Aktive Manager sehen in Implementierung von ESG-Faktoren keinen Nachteil

In einer Marktanalyse hat Russell Investments untersucht, wie sich die Berücksichtigung von ESG-Aspekten in verschiedenen Aktienindizes entwickelt hat und in welchem Maße aktive Fondsmanager diese Entwicklung mittragen. Die höchsten ESG-Bewertungen erzielen in Europa gelistete Aktiengesellschaften, gefolgt von australischen. Dahinter liegen Nordamerika, Japan und die Emerging Markets. In Europa haben alle drei Teilaspekte, also Environmental, Social und Governance, im Zeitverlauf zugelegt, wobei der Anstieg insbesondere bei den Umweltaspekten ins Auge sticht. Tendenziell kann festgestellt werden, dass hochkapitalisierte Unternehmen größeres Augenmerk auf Nachhaltigkeit legen als kleinere.
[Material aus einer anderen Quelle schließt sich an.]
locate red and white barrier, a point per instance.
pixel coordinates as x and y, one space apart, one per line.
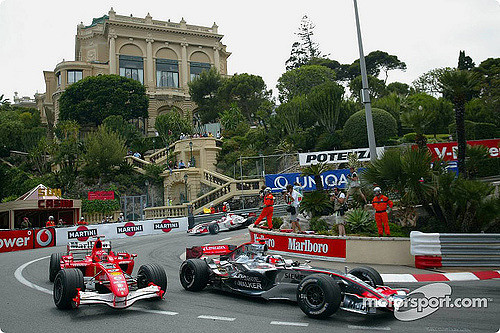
304 245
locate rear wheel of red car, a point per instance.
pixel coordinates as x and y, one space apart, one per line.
368 275
194 274
66 285
318 296
214 228
152 273
54 265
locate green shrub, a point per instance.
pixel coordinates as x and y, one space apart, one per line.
317 225
354 131
410 137
359 221
277 222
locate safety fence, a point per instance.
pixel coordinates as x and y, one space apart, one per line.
433 250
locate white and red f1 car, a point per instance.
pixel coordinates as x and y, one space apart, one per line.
229 222
90 273
248 270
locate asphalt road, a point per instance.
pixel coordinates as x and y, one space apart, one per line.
31 308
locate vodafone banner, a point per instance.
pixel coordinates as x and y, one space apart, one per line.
120 230
448 150
330 249
16 240
336 156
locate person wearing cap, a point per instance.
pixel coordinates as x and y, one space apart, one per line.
268 209
25 224
380 203
50 222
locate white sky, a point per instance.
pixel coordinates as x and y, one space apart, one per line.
35 35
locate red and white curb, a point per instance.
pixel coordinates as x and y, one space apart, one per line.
436 277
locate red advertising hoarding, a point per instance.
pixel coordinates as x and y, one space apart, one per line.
101 195
16 240
333 249
448 150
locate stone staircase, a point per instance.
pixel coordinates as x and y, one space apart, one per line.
223 188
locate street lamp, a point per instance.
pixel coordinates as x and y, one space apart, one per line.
191 147
185 187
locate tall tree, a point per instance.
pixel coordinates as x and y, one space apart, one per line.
459 86
465 63
93 99
326 102
305 49
300 81
203 92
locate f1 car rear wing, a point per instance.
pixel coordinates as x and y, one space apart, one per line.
79 247
208 250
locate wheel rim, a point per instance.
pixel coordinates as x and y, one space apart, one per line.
314 296
57 289
188 275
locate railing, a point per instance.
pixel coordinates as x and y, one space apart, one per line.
249 184
215 178
455 250
165 211
211 196
137 162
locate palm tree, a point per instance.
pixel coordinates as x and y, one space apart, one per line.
316 170
459 86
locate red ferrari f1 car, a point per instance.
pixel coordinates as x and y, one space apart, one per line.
90 273
249 270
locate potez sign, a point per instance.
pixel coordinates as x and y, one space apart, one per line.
336 156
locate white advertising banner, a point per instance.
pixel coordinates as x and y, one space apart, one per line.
120 230
336 156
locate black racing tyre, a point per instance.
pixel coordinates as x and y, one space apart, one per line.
194 274
213 228
66 283
318 296
54 265
249 221
368 275
152 273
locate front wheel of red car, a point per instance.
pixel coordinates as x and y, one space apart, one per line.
66 285
194 274
152 273
54 265
318 296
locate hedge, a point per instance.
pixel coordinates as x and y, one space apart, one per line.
384 123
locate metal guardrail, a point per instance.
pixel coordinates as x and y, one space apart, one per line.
455 250
279 211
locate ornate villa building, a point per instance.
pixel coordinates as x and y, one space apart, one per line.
163 55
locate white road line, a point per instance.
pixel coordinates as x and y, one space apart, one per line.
166 313
398 278
285 323
368 328
19 276
216 318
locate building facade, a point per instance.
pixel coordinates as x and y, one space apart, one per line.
163 55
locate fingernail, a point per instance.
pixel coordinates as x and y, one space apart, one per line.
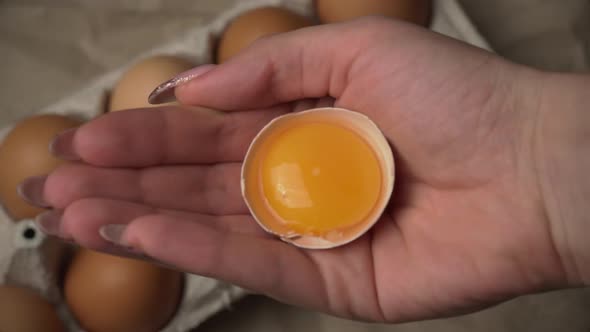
49 222
165 92
31 190
114 234
62 145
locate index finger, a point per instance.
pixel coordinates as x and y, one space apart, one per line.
164 135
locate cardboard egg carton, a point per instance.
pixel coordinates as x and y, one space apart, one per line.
36 261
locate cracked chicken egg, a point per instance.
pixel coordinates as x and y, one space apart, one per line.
319 178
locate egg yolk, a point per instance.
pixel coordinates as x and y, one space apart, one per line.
319 177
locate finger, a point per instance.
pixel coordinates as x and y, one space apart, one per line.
207 189
167 135
263 265
308 63
83 219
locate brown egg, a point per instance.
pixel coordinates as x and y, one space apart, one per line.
112 294
23 310
248 27
137 82
416 11
24 153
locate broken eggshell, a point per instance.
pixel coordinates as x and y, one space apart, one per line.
258 205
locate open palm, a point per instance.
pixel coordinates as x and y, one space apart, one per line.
464 228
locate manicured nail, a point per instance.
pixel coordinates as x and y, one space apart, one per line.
165 92
49 222
31 190
114 234
62 145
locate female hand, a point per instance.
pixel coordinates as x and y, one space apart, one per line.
466 227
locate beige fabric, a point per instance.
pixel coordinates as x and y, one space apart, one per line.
49 48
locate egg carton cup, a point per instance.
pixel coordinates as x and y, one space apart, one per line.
29 258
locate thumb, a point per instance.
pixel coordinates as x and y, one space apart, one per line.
307 63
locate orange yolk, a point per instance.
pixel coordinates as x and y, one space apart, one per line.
319 177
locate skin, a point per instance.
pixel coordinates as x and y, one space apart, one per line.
471 222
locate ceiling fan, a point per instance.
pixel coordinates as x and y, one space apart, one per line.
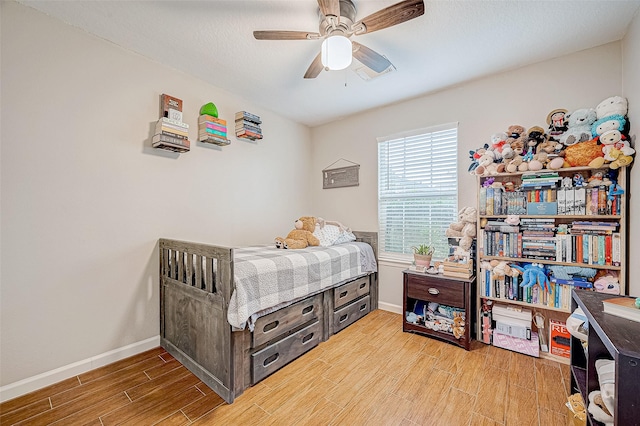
338 18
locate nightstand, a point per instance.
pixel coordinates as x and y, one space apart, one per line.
422 288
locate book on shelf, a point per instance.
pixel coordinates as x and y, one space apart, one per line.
248 134
624 307
171 134
214 140
559 339
214 126
207 131
244 115
171 122
170 107
170 146
524 346
211 119
170 139
512 328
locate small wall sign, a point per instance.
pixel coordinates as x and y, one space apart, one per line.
339 177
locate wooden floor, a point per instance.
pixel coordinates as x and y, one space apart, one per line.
371 373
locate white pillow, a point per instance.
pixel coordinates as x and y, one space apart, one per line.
331 235
345 237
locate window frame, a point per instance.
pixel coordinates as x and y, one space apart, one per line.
433 136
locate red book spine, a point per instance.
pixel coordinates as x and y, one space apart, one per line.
579 248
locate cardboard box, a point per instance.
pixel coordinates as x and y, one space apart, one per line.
524 346
559 339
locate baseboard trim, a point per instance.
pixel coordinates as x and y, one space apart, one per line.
390 307
42 380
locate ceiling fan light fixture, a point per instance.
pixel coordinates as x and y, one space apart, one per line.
336 52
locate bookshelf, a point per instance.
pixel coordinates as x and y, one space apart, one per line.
586 237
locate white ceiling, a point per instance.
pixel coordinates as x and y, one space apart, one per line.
453 42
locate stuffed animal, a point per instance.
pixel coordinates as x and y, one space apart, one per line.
610 122
516 164
539 161
300 237
579 130
557 121
475 155
533 274
498 140
508 153
581 154
458 324
514 133
615 105
487 165
465 228
598 409
607 282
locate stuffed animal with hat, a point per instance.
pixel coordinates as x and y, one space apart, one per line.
579 126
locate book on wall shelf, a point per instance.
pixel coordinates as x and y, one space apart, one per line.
212 130
171 133
248 126
624 307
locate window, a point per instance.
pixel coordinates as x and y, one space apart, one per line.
417 190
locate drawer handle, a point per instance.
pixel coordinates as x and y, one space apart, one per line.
270 326
271 359
306 338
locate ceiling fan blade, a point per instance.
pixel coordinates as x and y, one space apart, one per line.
390 16
285 35
370 58
315 67
329 7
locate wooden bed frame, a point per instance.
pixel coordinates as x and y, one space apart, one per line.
194 327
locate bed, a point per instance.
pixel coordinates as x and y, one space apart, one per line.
233 316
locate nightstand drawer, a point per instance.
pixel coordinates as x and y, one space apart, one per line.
447 292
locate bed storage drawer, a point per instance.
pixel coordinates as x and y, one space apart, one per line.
350 291
282 321
278 354
349 314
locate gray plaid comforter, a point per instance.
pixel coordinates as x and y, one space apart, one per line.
267 278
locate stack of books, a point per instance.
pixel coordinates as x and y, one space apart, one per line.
248 126
171 133
212 130
538 238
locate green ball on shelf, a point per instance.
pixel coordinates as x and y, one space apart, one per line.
209 109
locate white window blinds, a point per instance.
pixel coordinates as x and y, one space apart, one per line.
417 190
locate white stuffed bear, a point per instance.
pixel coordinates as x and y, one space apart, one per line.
579 130
615 105
464 228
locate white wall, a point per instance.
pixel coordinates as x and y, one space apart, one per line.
631 90
523 96
85 197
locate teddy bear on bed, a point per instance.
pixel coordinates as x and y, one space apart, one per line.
300 237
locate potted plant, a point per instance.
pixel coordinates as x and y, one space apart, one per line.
422 254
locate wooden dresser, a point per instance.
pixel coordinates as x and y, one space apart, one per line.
422 288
Quelle: Russell Investments

Im Anschluss wird die Einschätzung der Fondsmanager untersucht. Als Proxy für die Frage, ob die Implementierung von ESG-Aspekten in die Anlagepolitik Vor- oder Nachteile schafft, wird geprüft, wie stark Unternehmen mit hoher ESG-Wertung vom Management gewichtet werden. Für Europa finden die Autoren keinen negativen Bias, sondern mit den Indizes konsistent hohe ESG-Wertungen. Gleichzeitig sind die Manager dem Trend zu höheren ESG-Wertungen gefolgt, der sich bei der Untersuchung der Indizes gezeigt hat. Daneben ist die Anzahl von ESG-Spezialisten unter den Anbietern gestiegen. Auffällig ist, dass sich dieses Muster nicht in allen untersuchten Regionen der Welt widerspiegelt.

Da aktive Manager nicht systematisch schlechtere ESG-Bewertungen erzielen als die kapitalisierungsgewichteten Benchmarks, gehen die Autoren davon aus, dass im Mittel die Experten keine negativen Performance-Effekte durch die Implementierung von ESG-Faktoren befürchten.